In the country’s leading pig producing region, Santa Catarina state, the cost of production is estimated to have risen to around 80p/kg while farmgate prices are trading below 50p/kg lwt.
Producer prices have been kept low by falling demand in the domestic marketplace as pork has had to compete against falling beef and chicken prices, while exports have been held down by restrictions in Russia and a slowdown in overseas demand.
In response, the Brazilian government has granted £63m worth of low-interest rate loans to pig farmers and has placed a minimum price on live pigs equal to 73p/kg.
The one area of hope for the Brazilian pig sector is the 20% depreciation in the value of its currency which has taken place over the past year.

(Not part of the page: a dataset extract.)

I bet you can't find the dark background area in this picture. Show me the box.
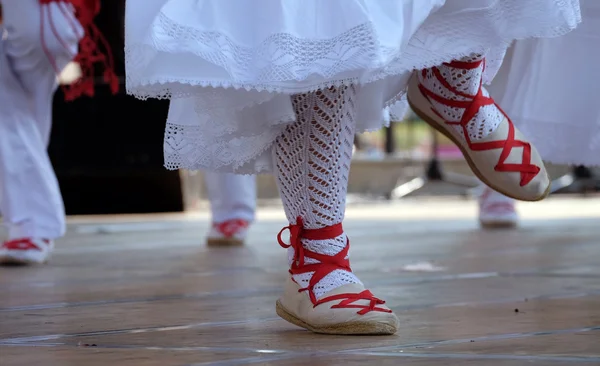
[49,0,183,215]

It has increased the competitiveness of Brazilian pigmeat in the global marketplace.
An outbreak of African Swine Fever (ASF) has been reported on a Ukrainian pig unit.
The small farm, in the country’s Zaporozhye region, lost five pigs to the virus as three died and a further two were culled.

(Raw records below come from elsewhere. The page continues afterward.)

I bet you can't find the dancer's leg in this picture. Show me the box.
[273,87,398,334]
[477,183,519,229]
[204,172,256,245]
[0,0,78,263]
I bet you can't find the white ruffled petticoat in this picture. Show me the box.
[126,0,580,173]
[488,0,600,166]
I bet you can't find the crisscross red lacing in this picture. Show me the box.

As a consequence, quarantine has been set up around the farm.
The disease has been highly prevalent in neighbouring Russia in recent years and the implication is that the disease has been carried across the border.
In June the FAO warned that informal trade could lead to the virus being carried across the border, potentially through a contaminated piece of pork or bacon in a sandwich.
Wild Boar is also seen as a potential carrier of ASF, and this led the Ukrainian government to implement a mass cull earlier in the summer.
In response to the outbreak Germany’s Agriculture Ministry has issued a request that its citizens do not bring any pork products into the country from either Russia or the Ukraine.
Despite Taiwan lifting an import ban on beef from US cattle raised using the feed additive, ractopamine, as long as the residues are below a certain threshold, it has still kept in place a ruling that prevents meat from pigs that have had ractopamine added to their diet from being shipped in from the USA.
The reason given is that pork is consumed in much greater volumes than beef and is therefore a greater public health issue.
Iowa State University estimates that an end to the ban on US pigmeat containing ractopamine residues could be worth as much as $417m (£270m) annually to the US pig sector in ten years’ time.
This is eight times the value of shipments during 2011.